ソーシャルメディアでのコミュニケーションを含め、企業のデジタルマーケティングを担うリーダーが一同に会し、それぞれ独自の組織体制で挑戦してきた生活者とのコミュニケーションについて、口コミ効果や売上への影響まで、業界を超えて語り尽くした。
<登壇者>
タマホーム わくわくドキドキ本部広告宣伝部 Facebook課 課長 川野和義氏
タワーレコード 営業戦略室 デジタルマーケティング担当部長 宮崎清志氏
フィリップス エレクトロニクス ジャパン エリアマーケティングオフィサー 兼 カントリーインターネットマネージャー 高橋淑恵氏
FBイベント機能を活用し、1450人の交流会を開催
──これまで反響が大きかったソーシャルメディアの施策は。
川野 「タマホームいいね!大交流会」というリアルイベントを、2011年11月から全国各地で開催しています。交流会では営業活動は行わず、参加してくれるファンの方々への精一杯の心からのおもてなしを通して、社員の「ホスピタリティ」も育成しています。昨年11月に東京・帝国ホテルで開催した時は、全国約200人の選抜メンバーに57人の支店長も含め1450人が参加しました。集客はフェイスブックのイベント機能を使っています。

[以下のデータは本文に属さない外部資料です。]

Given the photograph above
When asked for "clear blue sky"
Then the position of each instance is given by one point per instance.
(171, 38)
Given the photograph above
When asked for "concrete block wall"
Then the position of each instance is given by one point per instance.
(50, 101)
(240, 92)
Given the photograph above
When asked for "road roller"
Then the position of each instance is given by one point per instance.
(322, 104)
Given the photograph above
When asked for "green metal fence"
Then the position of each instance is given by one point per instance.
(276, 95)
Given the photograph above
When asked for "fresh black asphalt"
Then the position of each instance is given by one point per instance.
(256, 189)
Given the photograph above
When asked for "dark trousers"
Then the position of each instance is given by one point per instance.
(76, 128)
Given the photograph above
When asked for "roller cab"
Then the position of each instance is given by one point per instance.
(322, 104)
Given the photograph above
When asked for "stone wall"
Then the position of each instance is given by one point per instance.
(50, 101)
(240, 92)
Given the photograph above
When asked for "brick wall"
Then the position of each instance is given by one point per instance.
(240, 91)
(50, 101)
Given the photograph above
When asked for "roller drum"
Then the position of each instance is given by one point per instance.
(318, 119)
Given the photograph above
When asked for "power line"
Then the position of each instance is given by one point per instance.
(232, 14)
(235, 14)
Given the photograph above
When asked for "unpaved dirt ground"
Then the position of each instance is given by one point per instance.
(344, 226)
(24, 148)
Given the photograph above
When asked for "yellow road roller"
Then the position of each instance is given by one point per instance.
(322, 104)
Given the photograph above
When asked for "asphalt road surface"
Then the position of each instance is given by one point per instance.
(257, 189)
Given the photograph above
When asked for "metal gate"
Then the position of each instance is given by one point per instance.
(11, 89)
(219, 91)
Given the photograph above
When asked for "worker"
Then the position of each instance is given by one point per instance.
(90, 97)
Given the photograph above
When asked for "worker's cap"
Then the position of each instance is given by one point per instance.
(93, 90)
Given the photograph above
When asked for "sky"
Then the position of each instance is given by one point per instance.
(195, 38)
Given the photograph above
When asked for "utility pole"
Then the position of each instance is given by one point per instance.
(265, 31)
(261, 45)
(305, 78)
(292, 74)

宮崎 私の部署ではフェイスブックやツイッターのほか、2011年4月からK-POP(韓流)のアーティストらを招いたオリジナル番組をユーストリームで毎週配信しています。
輸入盤の扱いに強みを持つタワーレコードとしては、日本で急速にマーケットが拡大してきたK-POPのラインアップ充実のアピールにもなる。K-POP好きな担当スタッフが出演しているのですが、その熱意が視聴者に伝わり、番組中のコメントも大変盛り上がりました。番組はこの1年間で、年間20万人が視聴しています。
高橋 当社では本社(オランダ)と米フェイスブック社とが実験的な取り組みをしています。電動歯ブラシ「ソニッケアー」のフェイスブックページがそれで、複数の国で開設されているページを束ねて表示でき、フェイスブックに登録している国籍情報などに応じて適した国のページが表示されます。ファン数は全世界累計の数字となっていますね。

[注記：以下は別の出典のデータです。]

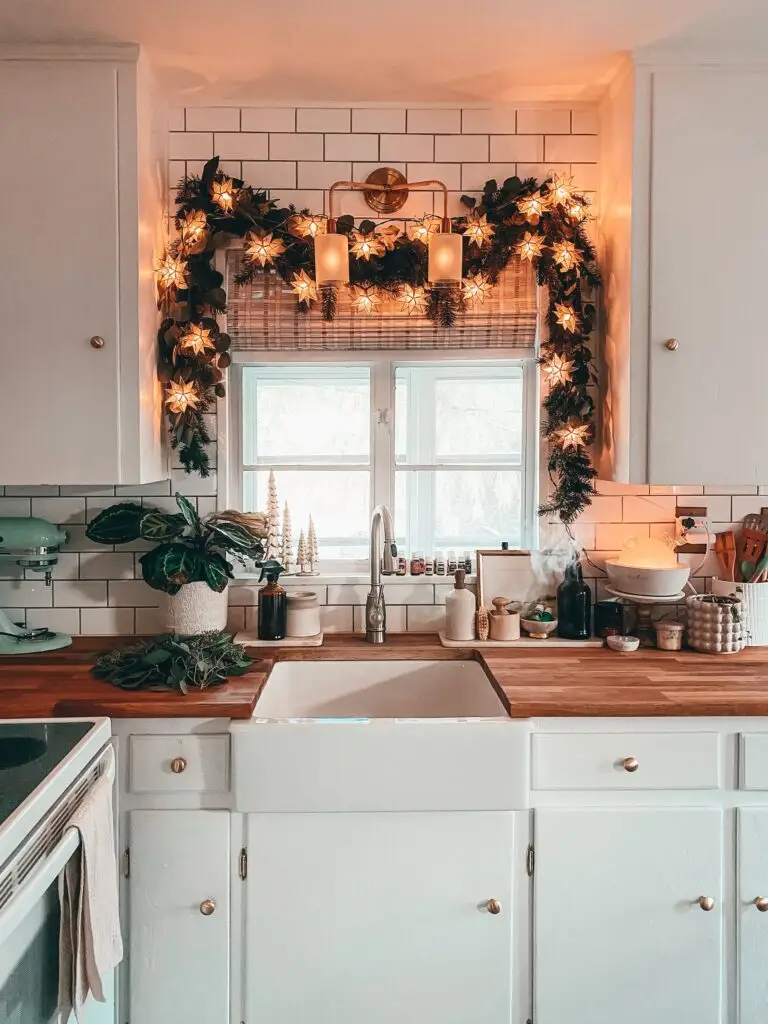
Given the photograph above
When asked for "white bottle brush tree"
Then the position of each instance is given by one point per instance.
(272, 519)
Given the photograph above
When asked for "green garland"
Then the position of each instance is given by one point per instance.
(539, 221)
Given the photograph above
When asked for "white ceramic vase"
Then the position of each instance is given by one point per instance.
(195, 609)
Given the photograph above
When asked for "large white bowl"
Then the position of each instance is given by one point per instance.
(646, 582)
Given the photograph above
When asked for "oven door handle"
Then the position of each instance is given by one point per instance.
(37, 883)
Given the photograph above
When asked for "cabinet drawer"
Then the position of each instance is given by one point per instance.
(179, 764)
(627, 761)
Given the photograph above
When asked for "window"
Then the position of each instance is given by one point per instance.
(450, 446)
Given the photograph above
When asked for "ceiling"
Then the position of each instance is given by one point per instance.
(251, 51)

──組織や、コンテンツの更新体制について教えてください。
宮崎 全店舗、各音楽ジャンル、本社各事業部それぞれでツイッター公式アカウントを開設・運営していて、合計108あります。このほか、フェイスブック、ユーストリーム、LINE@なども運営しています。
高橋 「管理」と「実行」の2部門に大きく運営体制を分けています。管理部門はキャンペーン実行者を筆頭に広報・法務・リスク管理の部門なども連携してチームを組みますが、実行部門は基本的に社外のパートナー企業に依頼しています。実際にコミュニケーションのフロントに立つコミュニティマネージャーのほか、コンテンツ制作担当者や分析担当者がいます。
川野 タマホームでは広告宣伝部門などを内包する「わくわくドキドキ本部」の中にFacebook課があります。ここでフェイスブックに載せる記事のテーマを設定し、全国の57支店、219店舗に対してランダムで原稿を依頼しています。
運営ポリシーを策定、社員に責任ある投稿を促す
── SNS 運用で“ヒヤリとした”経験はありますか。
高橋 改めて個人情報が特定されるような書き込みは注意が必要だと感じたケースが過去にありました。社員が商談先で倒れた人にたまたま出くわし、AEDで心肺蘇生を施したことがあったんです。
それを知った人事部がとてもいい話だということで、フェイスブックに投稿したのですが、場所や内容が具体的すぎるあまり、倒れた方が特定されてしまう可能性がありました。これはまずいと思い、投稿直後に修正指示を出したことがあります。
宮崎 音楽業界では新譜のリリースなどの情報解禁日時を守ることが、強く求められます。スタッフには情報解禁前のフライングツイートは行わないよう周知徹底させています。
「購入のきっかけ」としてFBの割合が増えてきた
──ソーシャルメディアによる口コミ効果や売上への影響などはいかがでしょうか。
川野 フェイスブックページから毎月数十件の資料請求依頼をいただいています。昨年12月と今年1月には各1棟の住宅を受注していますので、営業実績にも確実に結びついていると考えています。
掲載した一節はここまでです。